Ist besser jetzt aufzuhören, das macht mich immer total stinkig!  :Evil or Very Mad: 

Schönen Sonntag noch

Franz

----------

## giga89

Vielleicht hab ich einen Trend verpasst, aber was meinst du mit OOo? Gentoo?

----------

## _hephaistos_

OOo = OpenOffice.org

----------

## giga89

Man lernt nie aus  :Smile: 

Ich finds auch schwachsinn ein paar hundert euro für ein officepaket auszugeben.

Gibts eigentlich Linux-emulatoren für Windows? Openoffice auf windows? Man nimmt zwar besser gleich ganz Linux aber geht das?

----------

## _hephaistos_

openoffice gibts auch nativ für windows...  :Rolling Eyes: 

----------

## giga89

Thx, aber trotzdem: gibts nen emulator?

----------

## _hephaistos_

ja, neben vielen anderen: qemu

----------

## Lenz

Warum solltest du OOo in einem Emulator laufen lassen, wenn das nativ verfügbar ist? Im übrigen denke ich, dass die "Referenzfirmen" Kostenvorteile von MS bekommen, dass sie auf der Seite auftauchen.

----------

## Arudil

Da von Migration die Rede ist, muss ich MS mehr oder weniger zustimmen.

Wenn du einem Excel-User sien Excel wegnimmst, und ihm OpenOffice-Calc vorsetzt, dann ist die erste Reaktion "Häää?". Man müsste die Anwender neu schulen, einarbeiten lassen (ja denkt euch euren Teil dazu, ich denk mir meinen auch, es gibt Leute die sich nicht sofort zurechtfinden *g*), was Kosten produziert.
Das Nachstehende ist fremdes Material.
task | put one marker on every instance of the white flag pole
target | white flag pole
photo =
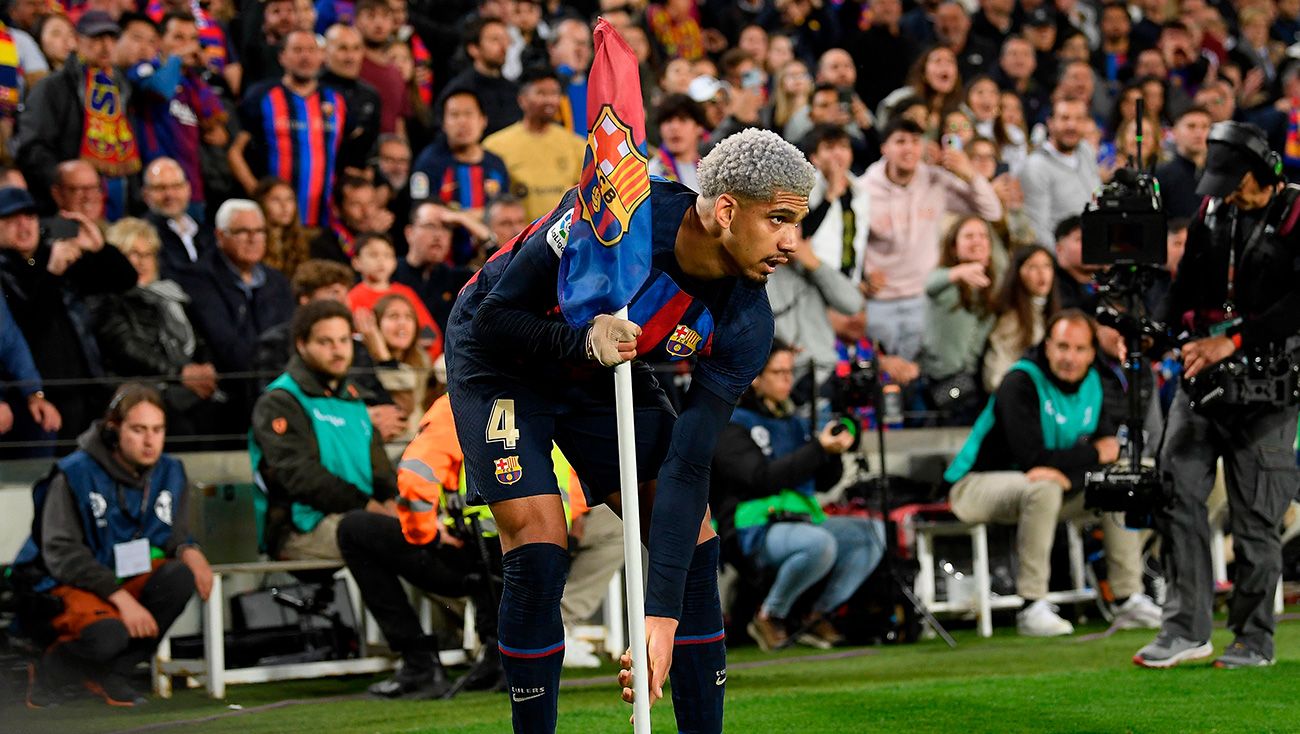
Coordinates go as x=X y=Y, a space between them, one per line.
x=632 y=570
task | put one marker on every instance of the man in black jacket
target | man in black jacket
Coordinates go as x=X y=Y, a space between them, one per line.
x=44 y=283
x=1238 y=289
x=185 y=242
x=235 y=299
x=1025 y=463
x=313 y=450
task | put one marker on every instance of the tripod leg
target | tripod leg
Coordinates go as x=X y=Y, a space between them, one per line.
x=922 y=609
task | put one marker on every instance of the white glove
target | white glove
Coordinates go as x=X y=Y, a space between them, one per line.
x=611 y=341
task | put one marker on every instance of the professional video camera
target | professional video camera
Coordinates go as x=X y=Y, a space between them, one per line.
x=1268 y=377
x=1123 y=230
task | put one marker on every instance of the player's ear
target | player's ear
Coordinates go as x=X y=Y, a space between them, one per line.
x=726 y=209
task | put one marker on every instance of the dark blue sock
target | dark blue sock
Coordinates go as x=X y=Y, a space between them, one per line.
x=700 y=651
x=531 y=634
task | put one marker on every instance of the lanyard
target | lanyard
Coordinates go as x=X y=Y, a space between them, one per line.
x=1229 y=303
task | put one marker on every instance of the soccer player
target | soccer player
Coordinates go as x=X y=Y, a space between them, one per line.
x=520 y=377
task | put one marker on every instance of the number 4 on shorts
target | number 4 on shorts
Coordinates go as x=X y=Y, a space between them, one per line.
x=501 y=424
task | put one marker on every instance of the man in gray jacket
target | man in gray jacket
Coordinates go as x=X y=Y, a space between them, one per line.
x=1061 y=174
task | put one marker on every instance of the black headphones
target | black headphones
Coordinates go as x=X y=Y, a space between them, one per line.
x=1249 y=139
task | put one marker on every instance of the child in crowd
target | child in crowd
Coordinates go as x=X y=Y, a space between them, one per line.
x=376 y=260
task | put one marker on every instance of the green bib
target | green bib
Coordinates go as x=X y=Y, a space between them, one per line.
x=342 y=431
x=752 y=513
x=1065 y=418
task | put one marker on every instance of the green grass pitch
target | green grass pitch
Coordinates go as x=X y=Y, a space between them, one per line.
x=1004 y=683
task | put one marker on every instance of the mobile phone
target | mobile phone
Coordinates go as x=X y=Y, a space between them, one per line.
x=61 y=227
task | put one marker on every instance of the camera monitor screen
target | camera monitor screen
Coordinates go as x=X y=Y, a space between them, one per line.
x=1117 y=237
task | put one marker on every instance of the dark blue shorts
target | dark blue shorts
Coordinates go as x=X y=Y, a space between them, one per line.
x=506 y=430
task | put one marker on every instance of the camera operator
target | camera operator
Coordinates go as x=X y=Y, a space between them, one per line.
x=765 y=476
x=1025 y=463
x=1238 y=290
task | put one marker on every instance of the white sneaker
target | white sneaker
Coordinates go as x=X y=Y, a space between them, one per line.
x=1138 y=612
x=580 y=654
x=1040 y=619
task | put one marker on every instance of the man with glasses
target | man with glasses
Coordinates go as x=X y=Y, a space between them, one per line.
x=235 y=299
x=167 y=194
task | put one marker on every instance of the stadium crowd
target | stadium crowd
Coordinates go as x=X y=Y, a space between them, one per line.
x=181 y=177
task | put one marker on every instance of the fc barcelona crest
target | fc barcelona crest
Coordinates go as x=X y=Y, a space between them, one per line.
x=684 y=342
x=615 y=179
x=508 y=470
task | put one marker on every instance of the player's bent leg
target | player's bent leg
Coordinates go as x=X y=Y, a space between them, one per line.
x=700 y=648
x=531 y=634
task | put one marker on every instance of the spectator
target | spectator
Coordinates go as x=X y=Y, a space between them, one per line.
x=883 y=53
x=261 y=53
x=934 y=78
x=78 y=189
x=995 y=22
x=178 y=112
x=425 y=272
x=391 y=334
x=538 y=179
x=908 y=203
x=264 y=146
x=63 y=121
x=1179 y=174
x=313 y=450
x=506 y=217
x=359 y=212
x=183 y=240
x=839 y=205
x=1061 y=174
x=486 y=40
x=570 y=55
x=345 y=55
x=376 y=24
x=46 y=283
x=1074 y=279
x=416 y=547
x=958 y=318
x=393 y=156
x=455 y=170
x=792 y=91
x=1026 y=299
x=147 y=331
x=117 y=602
x=681 y=127
x=376 y=261
x=325 y=279
x=1015 y=73
x=57 y=40
x=235 y=298
x=765 y=477
x=953 y=30
x=527 y=38
x=986 y=105
x=25 y=390
x=1025 y=463
x=287 y=244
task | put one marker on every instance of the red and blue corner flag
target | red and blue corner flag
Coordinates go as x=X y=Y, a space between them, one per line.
x=607 y=255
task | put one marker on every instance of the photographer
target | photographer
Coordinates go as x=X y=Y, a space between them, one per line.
x=1025 y=463
x=765 y=474
x=1238 y=290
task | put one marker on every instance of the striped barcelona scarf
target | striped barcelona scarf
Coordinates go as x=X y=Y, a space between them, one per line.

Ein Umstieg von "X" auf "Y"wäre also teurer als ein Umstieg von "X version 1.1" auf "X version 1.2"

Andererseits versteh ich garnicht warum man solche Systeme updaten lassen will.

----------

## giga89

 *Lenz wrote:*   

> 
> 
> Warum solltest du OOo in einem Emulator laufen lassen, wenn das nativ verfügbar ist?

 

Ich wusste halt nicht, dass es nativ verfügbar ist, aber mich hat trotzdem interessiert ob es allgemein möglich ist, linux auf windows zu emulieren. :Wink: 

----------

## z4Rilla

 *Arudil wrote:*   

> Da von Migration die Rede ist, muss ich MS mehr oder weniger zustimmen.
> 
> Wenn du einem Excel-User sien Excel wegnimmst, und ihm OpenOffice-Calc vorsetzt, dann ist die erste Reaktion "Häää?". Man müsste die Anwender neu schulen, einarbeiten lassen (ja denkt euch euren Teil dazu, ich denk mir meinen auch, es gibt Leute die sich nicht sofort zurechtfinden *g*), was Kosten produziert. Ein Umstieg von "X" auf "Y"wäre also teurer als ein Umstieg von "X version 1.1" auf "X version 1.2"
> 
> Andererseits versteh ich garnicht warum man solche Systeme updaten lassen will.

 Wenn X aber nun die nächsten 15 Jahre dreimal mehr an Lizenzgebühren kostet...

Leider sind viele "Entscheider" aus Profilierungszwang nur an kurzfristigen, greifbaren Erfolgen interessiert.

Und dieses Klientel versucht ms ja auch mit slogans wie "herr der 20000000 migrationen" zu erreichen.

----------

## mkr

Vermutlich setzen viele Entscheider auf bewährte Lösungen, weil sie damit nicht viel falsch machen können, bzw. ihren Job nicht riskieren. Wenn man auf Windows setzt und etwas nicht läuft, kann man der Geschäftsleitung erklären: "Hey, es hat zwar Fehler, wir haben aber auf die bewährteste und meist verbreitetste Software gesetzt. Andere Software hat auch Fehler.". So rettet man seinen Job.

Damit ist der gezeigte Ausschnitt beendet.